La conversación, interrumpida por la llegada de Ana, renacía otra vez como la llama al soplo del viento.
–¡Sir John! Sí, sir John. Le he visto. Habla muy bien. La Vlasieva está enamorada de él.
–¿Es cierto que la Vlasieva joven se casa con Topar?
–Sí. Dicen que es cosa decidida.
–Me parece extraño por parte de sus padres, pues según las gentes es un matrimonio por amor.
–¿Por amor? ¡Tiene usted ideas antediluvianas! ¿Quién se casa hoy por amor? –dijo la embajadora.
–¿Qué vamos a hacerle? Esta antigua costumbre, por estúpida que sea, sigue aún de moda –repuso Vronsky.
–Peor para los que la siguen... Los únicos matrimonios felices que yo conozco son los de conveniencia.
–Sí; pero la felicidad de los matrimonios de conveniencia queda muchas veces desvanecida como el polvo, precisamente porque aparece esta pasión en la cual no creían –replicó Vronsky.
–Nosotros llamamos matrimonios de conveniencia a aquellos que se celebran cuando el marido y la mujer están ya cansados de la vida. Es como la escarlatina, que todos deben pasar por ella.
–Entonces hay que aprender a hacerse una inoculación artificial de amor, una especie de vacuna...
–Yo, de joven, estuve enamorada del sacristán –dijo la Miágkaya–. No sé si eso me sería útil.
–Bromas aparte, creo que, para conocer bien el amor, hay que equivocarse primero y corregir después la equivocación –dijo la princesa Betsy.
–¿Incluso después del matrimonio? –preguntó la esposa del embajador con un ligero tono de burla.
–Nunca es tarde para arrepentirse –alegó el diplomático recordando el proverbio inglés.
–Precisamente –afirmó Betsy– es así como hay que equivocarse para corregir la equivocación. ¿Qué opina usted de eso? –preguntó a Ana, que con leve pero serena sonrisa escuchaba la conversación.
–Yo pienso –dijo Ana, jugueteando con uno de sus guantes que se había quitado–, yo pienso que hay tantos cerebros como cabezas y tantas clases de amor como corazones.
Vronsky miraba a Ana, esperando sus palabras con el pecho oprimido. Cuando ella hubo hablado, respiró, como si hubiese pasado un gran peligro.
Ana, de improviso, se dirigió a él:
–He recibido carta de Moscú.

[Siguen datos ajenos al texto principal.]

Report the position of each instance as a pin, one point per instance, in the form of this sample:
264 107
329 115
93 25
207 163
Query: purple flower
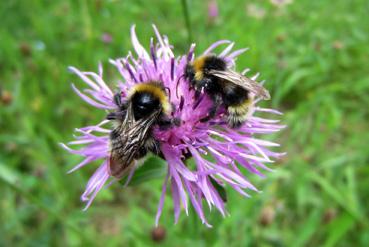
232 151
213 10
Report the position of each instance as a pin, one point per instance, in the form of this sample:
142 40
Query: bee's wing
129 137
242 81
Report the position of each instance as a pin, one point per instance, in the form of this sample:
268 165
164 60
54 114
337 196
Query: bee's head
189 72
144 104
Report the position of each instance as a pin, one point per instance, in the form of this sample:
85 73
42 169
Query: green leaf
308 229
338 228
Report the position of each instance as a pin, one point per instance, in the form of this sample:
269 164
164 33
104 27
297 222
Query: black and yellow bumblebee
146 105
226 87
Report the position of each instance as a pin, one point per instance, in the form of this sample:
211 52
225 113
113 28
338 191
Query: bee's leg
217 101
165 123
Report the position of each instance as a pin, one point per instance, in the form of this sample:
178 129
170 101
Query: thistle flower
221 154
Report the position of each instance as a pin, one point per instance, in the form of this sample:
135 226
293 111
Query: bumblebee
147 104
225 87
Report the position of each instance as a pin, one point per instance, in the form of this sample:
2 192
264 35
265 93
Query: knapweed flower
213 11
221 155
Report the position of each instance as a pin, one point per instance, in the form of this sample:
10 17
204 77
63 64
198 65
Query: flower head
219 152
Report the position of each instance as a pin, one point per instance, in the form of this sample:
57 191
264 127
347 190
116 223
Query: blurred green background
314 56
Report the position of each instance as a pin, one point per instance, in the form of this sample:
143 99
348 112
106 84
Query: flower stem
186 16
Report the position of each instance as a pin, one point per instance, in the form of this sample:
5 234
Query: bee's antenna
168 91
179 78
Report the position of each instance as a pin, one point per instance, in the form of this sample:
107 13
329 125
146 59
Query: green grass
314 56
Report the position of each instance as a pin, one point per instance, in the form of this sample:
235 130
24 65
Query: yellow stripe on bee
198 66
156 90
240 109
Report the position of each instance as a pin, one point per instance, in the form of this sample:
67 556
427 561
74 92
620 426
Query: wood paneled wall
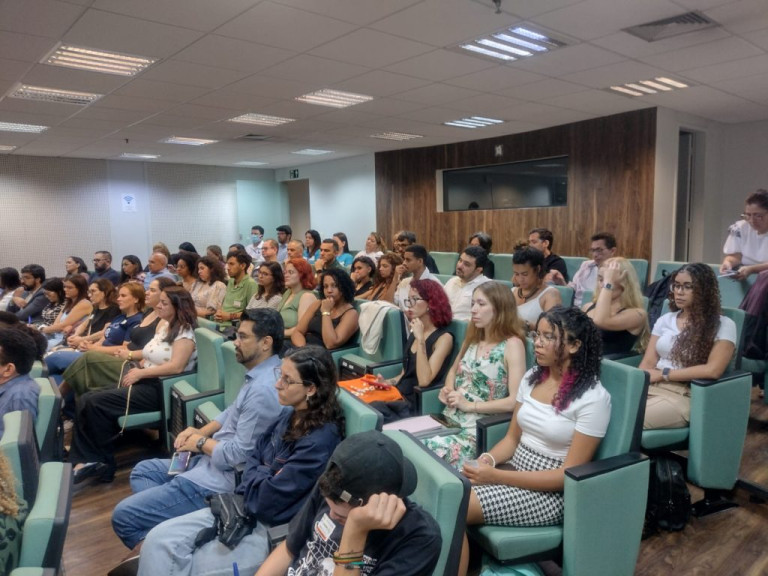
610 187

Me dicen que Kitty Scherbazkv está seriamente enferma.
–¿Es posible? –murmuró Vronsky frunciendo las cejas.
Ana le miró con gravedad.
–¿No le interesa la noticia?
–Al contrario, me interesa mucho. ¿Puedo saber concretamente lo que le dicen? –preguntó él.
Ana, levantándose, se acercó a Betsy.
–Déme una taza de té –dijo, parándose tras su silla.

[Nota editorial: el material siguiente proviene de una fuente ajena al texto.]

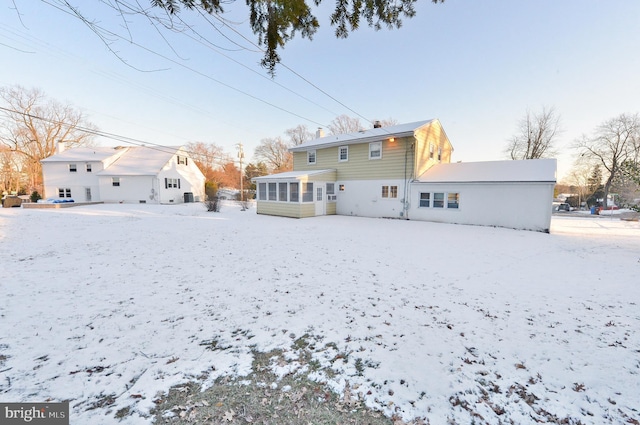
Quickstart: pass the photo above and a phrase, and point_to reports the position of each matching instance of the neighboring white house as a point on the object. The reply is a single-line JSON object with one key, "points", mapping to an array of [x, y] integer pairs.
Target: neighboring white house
{"points": [[404, 171], [143, 174]]}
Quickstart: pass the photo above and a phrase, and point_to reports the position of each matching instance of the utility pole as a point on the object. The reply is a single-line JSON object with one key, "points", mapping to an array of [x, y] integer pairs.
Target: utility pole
{"points": [[241, 157]]}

Mientras Betsy vertía el té, Vronsky se acercó a Ana.
–¿Qué le dicen? –repitió.
–Yo creo que los hombres no saben lo que es nobleza, aunque siempre están hablando de ello –comentó Ana sin contestarle–. Hace tiempo que quería decirle esto –añadió.
Y, dando unos pasos, se sentó ante una mesa llena de álbumes que había en un rincón.
–No comprendo bien lo que quieren decir sus palabras –dijo Vronsky, ofreciéndole la taza.
Ella miró el diván que había a su lado y Vronsky se sentó en él inmediatamente.
–Quería decirle –continuó ella sin mirarle– que ha obrado usted mal, muy mal.
–¿Y cree usted que no sé que he obrado mal? Pero ¿cuál ha sido la causa de que haya obrado de esta manera?
–¿Por qué me dice eso? –repuso Ana mirándole con severidad.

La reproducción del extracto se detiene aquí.